Too many children died this week.

In Connecticut, in the USA, a disturbed young man was so angry, so manic, that he decided to shoot his mother. But, that didn’t appease his rage so he dressed up like a commando and went to his mother’s workplace: an elementary school (we Aussies would say a primary school). He then walked into her classroom and shot the little kids and the adults who tried to protect them. 27 dead, including the shooter.  “What was he thinking?” There is no rational answer.

It reminded me of a similar incident, several years ago, when a disturbed young man decided to kill all the little girls in an Amish school. There was no rational explanation for that, either. Or the Columbine High School shootings several years ago. Or, when a young man killed 16 children at a school in Dunblane, Scotland in 1996. Or, the Beslan school massacre that ended with the death of 380 people.

Too many times, too many children have borne the brunt of adults’ rage, selfishness and insanity. While the adults are fighting it out in Syria, small children are either being killed, maimed or being made orphans. In many parts of the world, small children are stolen from their homes and trafficked to sexual perverts, or sold into slavery, or turned into the abomination that is a child soldier. In many poorer countries of the world, small children are forced to pick over rubbish dumps, or make bricks, or are chained to looms, or are sold into prostitution because their families can’t afford to feed them.

How can we let this happen to our children? Why do we fail to protect the most vulnerable members of our society?

There is much about this world that is breath-takingly beautiful. There are many, many people whose hearts shine with goodness. But there is also a dark, creepy, sordid side, which is always the result of wickedness in the hearts of men and women.
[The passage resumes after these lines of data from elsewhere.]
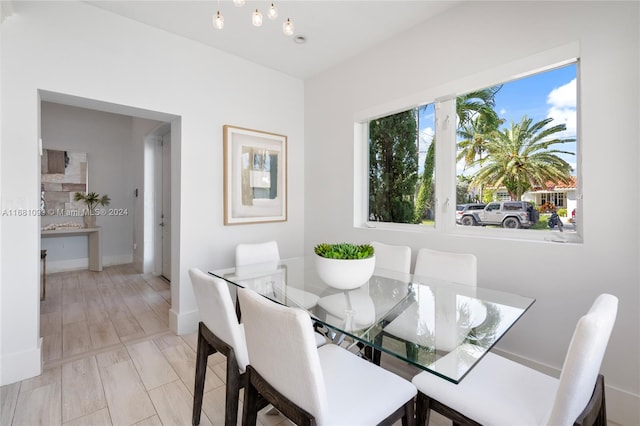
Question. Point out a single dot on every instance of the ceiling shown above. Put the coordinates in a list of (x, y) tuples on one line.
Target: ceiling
[(334, 30)]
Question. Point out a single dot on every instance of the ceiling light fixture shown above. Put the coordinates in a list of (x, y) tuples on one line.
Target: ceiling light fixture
[(273, 12), (287, 27), (256, 18), (218, 21)]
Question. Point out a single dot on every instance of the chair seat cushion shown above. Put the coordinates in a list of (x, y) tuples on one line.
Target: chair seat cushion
[(518, 394), (359, 392)]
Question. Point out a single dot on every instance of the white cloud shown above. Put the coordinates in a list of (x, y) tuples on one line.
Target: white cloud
[(563, 108), (567, 116), (563, 96)]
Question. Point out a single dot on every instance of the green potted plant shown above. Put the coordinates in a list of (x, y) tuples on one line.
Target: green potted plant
[(345, 265), (91, 200)]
Some may think I’m naive – even foolish – for being inspired by the Christmas story, but I don’t care. Think what you like. The idea that God entered our world in the body of a Jewish bastard child of a young, poor, insignificant young girl; born in a stable in the lowliest and dirtiest of circumstances; welcomed into the world by his overwhelmed parents, a bunch of smelly shepherds and a few foreign astronomers, gives me hope. I think that sort of a God knows what it’s like to do it tough. He knows what it’s like to be rejected, to be hungry, to live in difficult circumstances, to be devastated by grief, disappointment and loss. He knows the grief and pain that results from lost innocence, mindless brutality and evil left unrestrained. That’s the God I try to follow. I believe in love.

We can’t light up the world, but we can light a candle in our little corner of it. We can’t rescue every child, but we can love the ones we know and give aid to the people who are doing their best to stem the tide of darkness. We can make it our mission, regardless of creed or ethnicity, to spread love, joy and hope in our communities. Maybe, just maybe, we might make a difference.